Köprü
Çağlar boyu kıtaları, insanları birbirine bağlayan ahşap, beton, demir köprüler nice anıları beraberinde taşırlar. Üzerlerinde binlerce ayak izi, tekerlek izi, acı, sevinç, umut izi taşırlar.
Bu, kavuşturan, ayrı koyan…mutlandıran, acı veren…inatla ayakta duran, direnen köprüler değil midir nice yüreklere yoldaş olan. Paylaşan.
70x100 Bir resim çalışmama başladığımda, kendi iç sorgulaması içinde bunalan bir figürle yola çıkmıştım. İçine içine kapanan, hayatı, doğayı, kendini sorgulayan ve kaos içinde git gide yok olmaya başlayan bir insan figürüydü önceleri. Doğanın yok edilmesine karşı koyan, savaşa ve çocukların acısına ve denizlerin katline baş kaldıran. Kan akıtan gözlerinden.

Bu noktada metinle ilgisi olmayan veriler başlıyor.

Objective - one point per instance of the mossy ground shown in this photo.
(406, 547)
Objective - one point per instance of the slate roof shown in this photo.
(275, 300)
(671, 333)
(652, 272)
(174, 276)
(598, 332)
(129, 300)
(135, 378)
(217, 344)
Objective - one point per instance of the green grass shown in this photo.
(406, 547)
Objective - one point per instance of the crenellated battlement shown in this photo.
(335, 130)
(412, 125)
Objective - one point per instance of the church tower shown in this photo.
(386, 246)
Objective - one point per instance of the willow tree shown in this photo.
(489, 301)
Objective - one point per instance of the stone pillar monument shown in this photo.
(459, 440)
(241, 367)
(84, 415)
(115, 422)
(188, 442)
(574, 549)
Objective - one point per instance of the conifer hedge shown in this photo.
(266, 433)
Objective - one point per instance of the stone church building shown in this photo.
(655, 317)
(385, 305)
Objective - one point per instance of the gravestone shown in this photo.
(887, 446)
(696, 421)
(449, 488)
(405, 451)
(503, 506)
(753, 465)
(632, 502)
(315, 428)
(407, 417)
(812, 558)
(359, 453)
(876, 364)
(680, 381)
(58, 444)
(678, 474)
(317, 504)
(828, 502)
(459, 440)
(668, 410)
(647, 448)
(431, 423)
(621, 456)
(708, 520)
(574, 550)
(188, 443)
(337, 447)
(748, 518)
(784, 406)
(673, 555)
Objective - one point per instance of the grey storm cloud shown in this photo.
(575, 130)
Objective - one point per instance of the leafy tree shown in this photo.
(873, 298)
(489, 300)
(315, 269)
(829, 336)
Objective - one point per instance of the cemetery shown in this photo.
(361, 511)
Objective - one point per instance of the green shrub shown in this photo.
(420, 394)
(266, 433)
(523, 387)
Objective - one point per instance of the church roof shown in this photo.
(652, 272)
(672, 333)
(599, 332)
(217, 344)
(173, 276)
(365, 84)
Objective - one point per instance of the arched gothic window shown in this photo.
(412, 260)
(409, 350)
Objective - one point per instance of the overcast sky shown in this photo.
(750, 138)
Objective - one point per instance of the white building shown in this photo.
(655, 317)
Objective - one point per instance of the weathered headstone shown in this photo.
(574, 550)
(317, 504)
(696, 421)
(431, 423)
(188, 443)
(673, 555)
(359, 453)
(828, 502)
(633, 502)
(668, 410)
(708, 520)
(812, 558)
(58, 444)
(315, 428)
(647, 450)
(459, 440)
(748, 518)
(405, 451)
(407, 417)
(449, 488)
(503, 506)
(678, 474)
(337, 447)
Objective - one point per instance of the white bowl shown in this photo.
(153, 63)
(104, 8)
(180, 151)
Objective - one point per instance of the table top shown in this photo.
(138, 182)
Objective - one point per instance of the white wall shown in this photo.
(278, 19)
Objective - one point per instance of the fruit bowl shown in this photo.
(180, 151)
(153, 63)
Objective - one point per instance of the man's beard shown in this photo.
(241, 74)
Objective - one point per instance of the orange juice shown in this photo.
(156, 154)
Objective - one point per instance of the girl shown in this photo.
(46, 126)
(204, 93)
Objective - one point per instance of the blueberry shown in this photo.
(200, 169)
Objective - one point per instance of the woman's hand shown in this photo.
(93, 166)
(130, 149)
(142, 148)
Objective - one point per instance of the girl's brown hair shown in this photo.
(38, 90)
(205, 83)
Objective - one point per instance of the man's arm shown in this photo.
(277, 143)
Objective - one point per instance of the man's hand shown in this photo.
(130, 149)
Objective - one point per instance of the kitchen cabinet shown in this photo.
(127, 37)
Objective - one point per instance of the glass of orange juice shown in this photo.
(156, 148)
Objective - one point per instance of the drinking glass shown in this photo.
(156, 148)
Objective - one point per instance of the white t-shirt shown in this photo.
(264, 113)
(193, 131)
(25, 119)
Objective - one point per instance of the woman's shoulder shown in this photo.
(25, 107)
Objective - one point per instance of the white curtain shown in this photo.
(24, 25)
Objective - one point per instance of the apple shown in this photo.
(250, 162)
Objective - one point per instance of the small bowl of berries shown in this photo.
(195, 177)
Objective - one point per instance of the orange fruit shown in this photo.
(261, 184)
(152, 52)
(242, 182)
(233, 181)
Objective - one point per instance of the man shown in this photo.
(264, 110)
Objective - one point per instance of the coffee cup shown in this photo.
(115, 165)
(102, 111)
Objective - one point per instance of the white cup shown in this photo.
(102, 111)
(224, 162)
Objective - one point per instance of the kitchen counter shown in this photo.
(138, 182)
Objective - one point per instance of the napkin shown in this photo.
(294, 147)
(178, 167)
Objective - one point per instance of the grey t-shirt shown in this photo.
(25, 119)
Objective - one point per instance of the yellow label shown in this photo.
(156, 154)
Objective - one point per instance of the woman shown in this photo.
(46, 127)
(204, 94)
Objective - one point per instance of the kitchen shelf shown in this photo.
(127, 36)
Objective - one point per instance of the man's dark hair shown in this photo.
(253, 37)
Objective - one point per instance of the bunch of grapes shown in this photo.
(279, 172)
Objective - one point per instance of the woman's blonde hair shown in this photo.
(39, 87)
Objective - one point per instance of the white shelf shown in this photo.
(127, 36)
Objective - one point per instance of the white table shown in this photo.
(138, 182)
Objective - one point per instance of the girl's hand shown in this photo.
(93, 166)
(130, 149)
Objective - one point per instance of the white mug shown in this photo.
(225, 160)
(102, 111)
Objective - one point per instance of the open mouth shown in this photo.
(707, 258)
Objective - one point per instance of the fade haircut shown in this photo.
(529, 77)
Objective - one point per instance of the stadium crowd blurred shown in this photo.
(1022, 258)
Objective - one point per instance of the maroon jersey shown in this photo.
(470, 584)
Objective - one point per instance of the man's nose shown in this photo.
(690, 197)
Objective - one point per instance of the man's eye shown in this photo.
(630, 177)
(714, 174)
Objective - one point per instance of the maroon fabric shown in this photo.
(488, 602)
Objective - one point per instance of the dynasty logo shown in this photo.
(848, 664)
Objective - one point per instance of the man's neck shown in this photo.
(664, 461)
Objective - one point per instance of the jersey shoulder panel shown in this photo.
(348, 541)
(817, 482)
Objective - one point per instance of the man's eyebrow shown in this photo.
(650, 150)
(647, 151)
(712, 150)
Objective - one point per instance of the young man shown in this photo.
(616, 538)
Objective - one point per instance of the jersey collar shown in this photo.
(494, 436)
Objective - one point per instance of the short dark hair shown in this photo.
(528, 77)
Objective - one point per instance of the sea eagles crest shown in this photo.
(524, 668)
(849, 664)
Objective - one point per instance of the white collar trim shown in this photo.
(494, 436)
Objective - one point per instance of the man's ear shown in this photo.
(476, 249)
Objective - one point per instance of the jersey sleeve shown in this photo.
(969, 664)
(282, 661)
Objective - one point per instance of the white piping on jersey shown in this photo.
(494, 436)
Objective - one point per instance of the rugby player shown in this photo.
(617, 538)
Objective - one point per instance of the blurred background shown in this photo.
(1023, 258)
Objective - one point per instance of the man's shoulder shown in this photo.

Sonra onu içinde bulunduğu bu karmaşık ve çıkılması zor durumdan nasıl kurtaracağımı düşünürken, resmi görsel sanatlar eğitimi verdiğim okuluma, sevgili öğrencilerime götürmeye karar verdim. Hepsine bir bir sordum ne anladıklarını, pek çoğu öfke, korku, acı, sancı buldu resimde. O halde ne yapmalıydık. Bu sancılar içindeki insanı, sevgili öğrencilerimin renk renk parmak izleriyle içinde bulunduğu labirentten çıkarabilir ve sorunlarından, aydınlığa doğru yol almasını sağlayabilirdik. Umut hep vardı.
Sevgili öğrencilerim büyük bir mutluluk ve paylaşımla minicik parmak izleriyle bu resmi ve insan figürünü sevgi köprüsünden geçirdiler. Aydınlattılar, yeşerttiler.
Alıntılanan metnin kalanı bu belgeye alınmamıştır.